I am trying to implement a mock example of a network only consisting of one DenseVariational layer with one neuron from tensorflow_probability
.
However, when I train it and run a prediction, the predicted values are always the same even though the predictions should change randomly due to the learned distribution over the weights.

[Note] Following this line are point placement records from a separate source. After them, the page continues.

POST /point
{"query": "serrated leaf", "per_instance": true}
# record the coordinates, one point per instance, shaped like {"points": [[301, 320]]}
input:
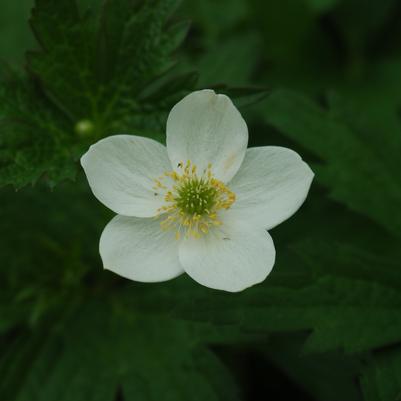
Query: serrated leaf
{"points": [[100, 351], [353, 169], [381, 378], [91, 68], [353, 315]]}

When I access the weights of the learned distribution on the weight I get the following:
- weight: mean = 1.4353443, scale = 0.06307282
- bias: mean = 3.0068393, scale = 0.08853491
Of course the variance is not huge, but in my opinion it is also big enough to see some variations in the predictions.
Here is the data generating process:
x_train_100 = np.linspace(-1,1,100).reshape((100,1))
y_train_100 = 1.5 * x_train_100 + 3 + 0.35 * np.random.standard_normal(100).reshape((100, 1))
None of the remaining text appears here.